Una mujer en Kabuk. / AHMAD MASOOD (REUTERS).
Nacer mujer en Afganistán es una condena a cadena perpetua . El burka azul no es el culpable, por mucho que se empeñe Occidente; solo es el símbolo de un problema mayor que no se elimina a bombazos. La mujer es víctima cotidiana de una tradición que las maltrata, las reduce a un objeto, a un nadie. Nacen destinadas a casarse con quien decidan sus padres. Nada de estudios secundarios, universidad; solo callar, fregar y cocinar. En ese matrimonio forzado comienza una segunda esclavitud, la del orden y mando, la de los permisos para salir a la calle, la invisibilidad.
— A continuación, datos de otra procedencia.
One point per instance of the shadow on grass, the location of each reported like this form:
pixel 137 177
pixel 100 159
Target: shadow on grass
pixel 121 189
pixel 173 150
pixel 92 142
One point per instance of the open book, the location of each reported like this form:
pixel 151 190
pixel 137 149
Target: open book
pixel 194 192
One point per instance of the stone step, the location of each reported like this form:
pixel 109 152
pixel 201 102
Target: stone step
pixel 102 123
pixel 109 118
En la fotografía de hoy, una mujer camina delante de unos policías antidisturbios entrenados con fondos exteriores. Calzan rodilleras y espinilleras negras, producto de alguna donación, de alguna película de extraterrestres. Visten así todos menos el primero a la izquierda: un jefe, u otro nadie que se quedó sin equipo policial. Los agentes sostienen su bastón en alto, pero no lo sujetan con la firmeza de quien va a lanzar un ataque o aguarda la orden de avanzar y golpear. Los tres de la derecha parecen una repetición, fotocopias; todos del mismo tamaño. Al segundo se le descubre una cierta originalidad en la posición de las piernas abiertas, en descanso o en hartura de estar de pie en la solana.
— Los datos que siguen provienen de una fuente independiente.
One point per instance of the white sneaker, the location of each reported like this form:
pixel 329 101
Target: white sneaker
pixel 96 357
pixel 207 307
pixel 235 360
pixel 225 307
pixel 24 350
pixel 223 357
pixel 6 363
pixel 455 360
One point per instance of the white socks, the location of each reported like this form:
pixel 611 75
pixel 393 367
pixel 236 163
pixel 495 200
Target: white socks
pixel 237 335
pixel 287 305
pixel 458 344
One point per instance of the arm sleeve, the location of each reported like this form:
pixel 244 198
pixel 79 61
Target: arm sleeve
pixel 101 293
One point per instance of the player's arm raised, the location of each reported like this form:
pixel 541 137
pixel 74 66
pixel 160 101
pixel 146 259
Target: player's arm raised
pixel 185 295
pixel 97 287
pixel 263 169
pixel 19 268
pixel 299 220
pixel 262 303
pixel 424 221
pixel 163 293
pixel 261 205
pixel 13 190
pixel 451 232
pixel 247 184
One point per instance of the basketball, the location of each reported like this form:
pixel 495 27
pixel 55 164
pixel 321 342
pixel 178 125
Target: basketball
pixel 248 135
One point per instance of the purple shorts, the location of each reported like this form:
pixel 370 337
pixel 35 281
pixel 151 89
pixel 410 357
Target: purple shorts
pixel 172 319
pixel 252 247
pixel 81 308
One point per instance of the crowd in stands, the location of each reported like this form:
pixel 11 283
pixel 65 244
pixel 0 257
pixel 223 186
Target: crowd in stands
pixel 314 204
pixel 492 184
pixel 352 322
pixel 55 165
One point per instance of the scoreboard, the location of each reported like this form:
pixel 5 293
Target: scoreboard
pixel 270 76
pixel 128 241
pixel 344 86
La mujer transita con su burka, protegida de miradas lascivas, machistas. Se mueve bajo su capa de invisibilidad que iguala: no existen guapas y feas, jóvenes y ancianas. Por la figura, el brazo extendido, casi flamenco, se trata de una mujer joven con prenda nueva, impoluta. Nada sabemos de los policías ni de los que están enfrente dispuestos a a carrera. Delante de la mujer viaja una sombra tan condenada como la mujer que la persigue. Con los años, la mujer y su sombra serán lo mismo: una sombra sin mujer.